Efficient matrix shift with wrapping For panning large images for example

I’m trying to make a panning map kind of thing (like google maps), to learn memory management in CUDA. I have some ideas for an algorithm that involves shifting images around and wrapping them around (so that the pixel at (y, -1) = (y, width - 1) ). What would be an efficient way to do this? Right now I have three versions:

[codebox]

// Shift with normalized texture and wrapping

global void copyShiftTexNorm(unsigned int *out, int pitch, int width, int height, int dx, int dy){

int x = blockIdx.x*blockDim.x + threadIdx.x;

int y = blockIdx.y*blockDim.y + threadIdx.y;

out[pitch*y + x] = rgbaFloatToInt(tex2D(tex, (x + dx) / (float) width, (y + dy) / (float) height));

}

// Shift with unnormalized texture (which forces me to not have wrapping)

global void copyShiftTex(unsigned int *out, int pitch, int width, int height, int dx, int dy){

int x = blockIdx.x*blockDim.x + threadIdx.x;

int y = blockIdx.y*blockDim.y + threadIdx.y;

int tx = (width + x + dx) % width;

int ty = (height + y + dy) % height;

out[pitch*y + x] = rgbaFloatToInt(tex2D(tex, tx, ty));

}

// Shift without textures

global void copyShift(unsigned int *out, const unsigned int *in, int pitch, int width, int height, int dx, int dy)

{

int x = blockIdx.x*blockDim.x + threadIdx.x;

int y = blockIdx.y*blockDim.y + threadIdx.y;

int tx = (width + x + dx) % width;

int ty = (height + y + dy) % height;

out[pitch*y + x] = in[pitch*ty + tx];

}

[/codebox]

The first version doesn’t work, it kind of blurs out the image. I don’t know why, maybe it’s some sort of floating point precision thing. However it gives vastly faster results than the other two ( 40% fps increase). The other are about equal but the texture one gives slightly lower but more stable frame rates. Any idea on how to make version 1 work or how to make the others as efficient? Any help is much appreciated :)

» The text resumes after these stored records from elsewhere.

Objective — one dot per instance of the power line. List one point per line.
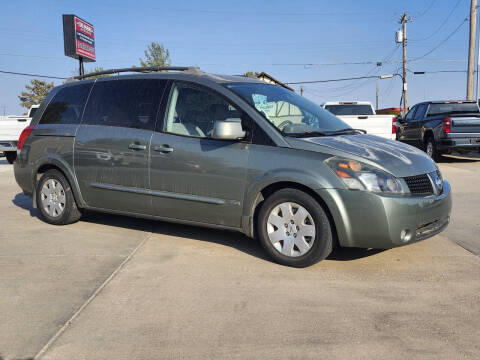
(331, 80)
(33, 75)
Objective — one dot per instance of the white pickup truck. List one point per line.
(361, 115)
(10, 128)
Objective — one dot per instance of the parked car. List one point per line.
(10, 128)
(442, 127)
(227, 152)
(361, 115)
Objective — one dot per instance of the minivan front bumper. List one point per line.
(368, 220)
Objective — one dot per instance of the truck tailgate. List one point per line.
(379, 125)
(465, 124)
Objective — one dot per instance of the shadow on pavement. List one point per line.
(452, 159)
(23, 201)
(223, 237)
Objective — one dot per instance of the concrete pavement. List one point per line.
(190, 292)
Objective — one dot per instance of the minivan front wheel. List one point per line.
(294, 229)
(55, 199)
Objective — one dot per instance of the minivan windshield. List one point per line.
(290, 113)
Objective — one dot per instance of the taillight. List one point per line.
(446, 124)
(24, 136)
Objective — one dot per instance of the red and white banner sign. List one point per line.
(84, 39)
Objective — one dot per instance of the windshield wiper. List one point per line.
(306, 134)
(345, 131)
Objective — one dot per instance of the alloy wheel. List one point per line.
(291, 229)
(53, 197)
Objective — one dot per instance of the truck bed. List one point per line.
(379, 125)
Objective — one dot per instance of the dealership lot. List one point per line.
(116, 287)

I don’t think you want to use texture for this copy unless you keep reusing that texture (you might get slightly less memory bandwidth using texture caching than with direct global memory access). Plus with your texture version, you need to make sure you use wrap around addressing (cudaAddressModeWrap).

I’ve recently implemented Matlab’s circshift function() in C and know it can be done with 4 simple 2D memory copies:

before

visualize the image as 4 blocks. The intersection of the 4 blocks [cx, cy] = Wrap([shiftX shiftY], width, height)

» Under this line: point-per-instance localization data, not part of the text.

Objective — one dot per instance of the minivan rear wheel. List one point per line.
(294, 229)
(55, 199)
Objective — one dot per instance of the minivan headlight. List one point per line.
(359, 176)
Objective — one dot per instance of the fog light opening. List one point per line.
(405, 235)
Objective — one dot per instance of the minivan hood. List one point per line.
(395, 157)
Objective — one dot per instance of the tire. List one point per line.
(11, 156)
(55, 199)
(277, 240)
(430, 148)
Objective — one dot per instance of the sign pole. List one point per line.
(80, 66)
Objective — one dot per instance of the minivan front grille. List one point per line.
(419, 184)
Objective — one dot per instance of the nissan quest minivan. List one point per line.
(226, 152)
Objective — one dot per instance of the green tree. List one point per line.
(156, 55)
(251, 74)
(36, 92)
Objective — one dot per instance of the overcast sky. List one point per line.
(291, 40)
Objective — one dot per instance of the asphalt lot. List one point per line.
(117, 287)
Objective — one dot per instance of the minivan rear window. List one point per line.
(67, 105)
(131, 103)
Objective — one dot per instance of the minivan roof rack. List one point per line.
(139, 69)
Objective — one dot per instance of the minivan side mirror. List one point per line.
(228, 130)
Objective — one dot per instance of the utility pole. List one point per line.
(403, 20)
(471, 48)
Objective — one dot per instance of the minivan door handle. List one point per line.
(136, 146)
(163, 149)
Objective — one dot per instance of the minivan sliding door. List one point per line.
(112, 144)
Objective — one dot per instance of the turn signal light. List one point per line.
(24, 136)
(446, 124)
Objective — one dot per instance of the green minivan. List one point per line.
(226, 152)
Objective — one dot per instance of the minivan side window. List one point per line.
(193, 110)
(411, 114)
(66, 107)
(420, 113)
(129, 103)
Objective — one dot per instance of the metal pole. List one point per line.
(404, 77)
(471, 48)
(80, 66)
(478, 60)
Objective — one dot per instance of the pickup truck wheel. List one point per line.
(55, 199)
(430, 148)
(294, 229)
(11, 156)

is location of new, transformed origin:

|-----|-----|

|  2  |  3  |

|-----|-----|

|  0  |  1  |

|-----|-----|

after	copies

|-----|-----|

|  1  |  0  |

|-----|-----|

|  3  |  2  |

|-----|-----|

I leave finding the 2D addressing calculations to you.

Oh good point, I was being dumb :) Still funky that the textures don’t work with normalized coordinates though.

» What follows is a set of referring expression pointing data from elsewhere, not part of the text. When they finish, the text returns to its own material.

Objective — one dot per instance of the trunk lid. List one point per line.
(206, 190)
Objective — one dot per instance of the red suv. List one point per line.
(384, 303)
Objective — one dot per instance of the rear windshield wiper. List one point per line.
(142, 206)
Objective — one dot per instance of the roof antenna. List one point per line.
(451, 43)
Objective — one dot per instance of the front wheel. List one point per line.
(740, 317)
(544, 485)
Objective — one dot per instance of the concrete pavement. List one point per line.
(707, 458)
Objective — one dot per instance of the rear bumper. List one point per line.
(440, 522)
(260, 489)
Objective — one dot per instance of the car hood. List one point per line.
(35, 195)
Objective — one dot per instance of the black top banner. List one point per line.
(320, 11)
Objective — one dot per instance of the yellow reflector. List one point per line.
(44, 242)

Did you implement the shift as 4 cudaMemcpy2Ds like I said? I said you probably shouldn’t use textures here because there seems to be no data reuse and using texture cache pays a premium of a some extra memory loads (maybe).

Yeah I did it with four copies instead. Much easier :)

Could either of you explain how circshift can be achieved with memcpy2d? I am familiar with the procedure carried out by circshift but cant immediately see how it would be implemented in this way.

This should be a simple problem solving exercise. When in doubt, just solve a simpler instance:

Just think of how to do it for the case when width & height are both even, and shiftX = width / 2, shiftY = height / 2. Very simple. Then generalize from there.